De quelques vertus: «Il est rare que le courage appelle le courage, mais la ­générosité appelle presque toujours la générosité. Donner peu c’est recevoir peu. Donner beaucoup c’est re­cevoir beaucoup. Toutefois, s’il vous arrive de donner beaucoup et de recevoir peu, n’en soyez pas blessés. L’ingrat est toujours à lui-même sa propre victime.»
«La vérité a un frère qui s’appelle le silence – c’est lui qui l’aide à naître.
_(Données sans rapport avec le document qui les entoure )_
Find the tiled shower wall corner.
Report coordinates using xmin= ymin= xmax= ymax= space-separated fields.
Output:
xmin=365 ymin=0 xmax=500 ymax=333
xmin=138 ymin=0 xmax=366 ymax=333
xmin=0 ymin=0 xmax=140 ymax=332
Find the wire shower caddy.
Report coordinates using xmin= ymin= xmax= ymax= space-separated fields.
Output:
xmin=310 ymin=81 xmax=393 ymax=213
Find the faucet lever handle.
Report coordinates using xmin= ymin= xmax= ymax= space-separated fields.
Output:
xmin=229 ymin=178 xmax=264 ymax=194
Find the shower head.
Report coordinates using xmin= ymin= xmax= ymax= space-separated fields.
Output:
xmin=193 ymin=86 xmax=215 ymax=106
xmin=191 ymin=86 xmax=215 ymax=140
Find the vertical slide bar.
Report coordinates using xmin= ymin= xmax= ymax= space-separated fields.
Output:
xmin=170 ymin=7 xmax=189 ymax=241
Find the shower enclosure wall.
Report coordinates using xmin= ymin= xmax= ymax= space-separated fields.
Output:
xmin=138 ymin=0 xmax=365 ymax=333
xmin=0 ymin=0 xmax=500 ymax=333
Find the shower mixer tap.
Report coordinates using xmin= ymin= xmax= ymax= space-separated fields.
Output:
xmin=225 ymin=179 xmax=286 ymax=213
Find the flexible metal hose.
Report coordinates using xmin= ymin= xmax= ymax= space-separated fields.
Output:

Et le mensonge a un allié qui s’appelle le bruit – c’est lui qui l’aide à se propager.»
«Ne faites pas comme les grands esprits qui dissertent leur vie entière sur le bien et le mal et que l’on voit rarement accomplir le premier et éviter le second.»
«Qu’est-ce que l’ignorance? Quelque chose de toujours préférable aux faux savoirs.»
Mener son existence: «Jusqu’à votre dernier souffle, ‘pensez pour agir droitement’ (…) «Penser est la première tâche. Mais cela est dérisoire si la pensée ne mène pas à l’action et l’action à la pensée.» «Soyez certains d’une chose: être libre ou se reposer, il faut choisir.» 
«N’écoutez pas les enseignements qui affirment que le corps n’est rien et que l’esprit est tout. N’écoutez pas davantage ceux qui prétendent que l’esprit peut ­attendre.» «Toutefois, allez par étapes sur ce chemin ardu de la formation. Sinon, l’épuisement guettera.»
«Pour triompher des épreuves, soyez comme les cerisiers en fleurs: une hache suffit à les abattre mais rien ne les trouble parce que les mille fleurs sont leur oeuvre.»
«Il faut être comme ces sages qui, pour voir pousser un chêne, s’assoient à son pied et attendent.» «Observez la pluie qui tombe. Elle féconde la terre sans jamais rien demander. Soyez à l’égal de la pluie: généreux.»
«Dans la termitière du monde, innombrables sont les malheureux qui, pour avoir fait de mauvais choix, ­subissent le joug des geôles sans barreaux qu’ils se sont construites eux-mêmes. Néanmoins, aimez-les comme vous-mêmes.»
La vie et la mort: «Vivez au pas de charge – alors, vers la mort vous irez d’un pas tranquille (…) Il faut laisser derrière vous le fruit de votre passage. A tout le moins, transmettre ce que vous avez reçu.»
«Deux peurs sont répandues à part égale parmi les hommes. La crainte de la mort est une angoisse devant l’inconnu et la peur de vivre est une paralysie. Pour conjurer l’une et l’autre, nous disposons d’un seul moyen: faire de chaque seconde une vie entière.» 
«Vous devez vous demander à chacune de vos décisions: déciderais-je la même chose si ma vie n’avait pas de fin? Et le plus souvent agir et penser comme si votre vie n’avait pas de fin.»
«Plus net encore: il ne faut pas s’attarder à vivre. Pourquoi allonger indéfiniment son existence au-delà du jour où on n’est plus que l’ombre de soi-même? N’est-ce pas là la limite? ll faut vivre vite et partir à temps.»
Et encore: «Le sacré ne provient pas des choses elles-mêmes mais de l’amour qu’on leur porte. Si vous aimez les choses au point de décider qu’elles valent de risquer votre vie pour elles, le sacré surgira.»
«Nous autres samouraïs modernes appelons ‘petit chaos’ la disparition progressive des libertés du quotidien. Le petit chaos s’ajoute au ‘grand chaos’ – la guerre de tous contre tous »
«Le bonheur n’est rien d’autre que l’adéquation constante entre ce que l’on pense et ce que l’on fait.»
«Maître, quelle sera notre meilleure arme pour affronter les barbaries? Ce sera la littérature comme arme de combat, et la poésie comme cuirasse de vie.»